Working engineers protect against this by:
- Setting a calibrated monitor knob position and respecting it.
- Taking 10-minute silent breaks every hour.
- Reference checking on phone speakers, laptop speakers, car speakers — systems that can't blast.
- Using earplugs (Etymotic ER-20 or equivalent) at concerts so the rest of life doesn't damage what mixing depends on.
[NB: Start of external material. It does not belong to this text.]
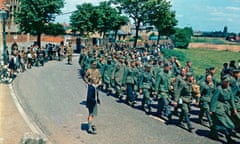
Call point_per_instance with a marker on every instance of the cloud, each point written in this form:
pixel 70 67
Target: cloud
pixel 233 8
In your DAW — the calibration toolkit
Module 2.1 covered pink noise generators in each DAW. This module is about the broader toolkit for monitoring level discipline:
| Tool | What it does | Where to get it |
|---|---|---|
| SPL meter app | Measures actual room SPL at your listening position. Used to calibrate the monitor knob to 75 dB SPL with pink noise. | Free: Decibel X (iOS), NIOSH SLM (iOS), Sound Meter (Android), Decibel Pro (Android). Within 2–3 dB of a dedicated meter. |
| LUFS meter | Measures program loudness over time (integrated, momentary, short-term). Tells you what a streaming platform will "see." Different from SPL: LUFS is in the digital signal; SPL is in the air. | Free: Youlean Loudness Meter 2 (excellent). Paid reference: iZotope Insight, NUGEN MasterCheck, FabFilter Pro-L 2 (built-in). |
| Monitor controller | Hardware box with a precise volume knob, often with mute, dim, and source switching. Lets you reach a calibrated level repeatably. | Mackie Big Knob, PreSonus Monitor Station V2, SPL Volume8, Heritage Audio R.A.M., or built into many audio interfaces (UA Apollo, RME Babyface, Audient ID series). |
| Sonarworks SoundID Reference | Software that flattens your headphones' or monitors' frequency response. Especially useful for headphone-based mixing where the equal-loudness model is harder to apply. | ~$99–149 (paid). Includes a measurement microphone for monitor calibration. |
| Slate VSX | Hardware + software that simulates listening on different rooms / monitor types via headphones. Useful for "translating" headphone work into real-world references. | ~$499 hardware bundle (paid). |
Free-first rule: all you actually need to start is a free SPL meter app + your DAW's pink noise generator + a marked position on your monitor knob. The paid tools above are quality-of-life upgrades, not requirements. The discipline matters more than the gear.
Common mistakes
- Mixing too loud because it feels good. Loud monitoring fatigues your ears and tricks you. Resist it; let the calibration win.
- Mixing too quietly to avoid waking the house. At 60 dB SPL or below, you'll over-boost bass and treble. Use closed-back headphones for late nights and accept the trade-offs.
- Not calibrating at all. Means every session starts at a different level (because nothing held the position). Decisions become inconsistent. Calibrate once, mark the knob, hold it.
- Reference checking at a different level than you mixed at. Defeats the purpose. If you mixed at 75 dB SPL, reference at 75 dB SPL. Match levels with pink noise + meter.
- Trusting headphones for low-end decisions. Headphones don't reproduce sub-bass with the same physical sensation that monitors + a treated room do. Always confirm low-end on monitors before committing.
- Mixing toward a "loud reference" at a quiet listening level. If your reference track is mastered at −9 LUFS and you're mixing at −18 LUFS, loudness-match them with a meter before A/B'ing. Otherwise the louder track wins by perception alone.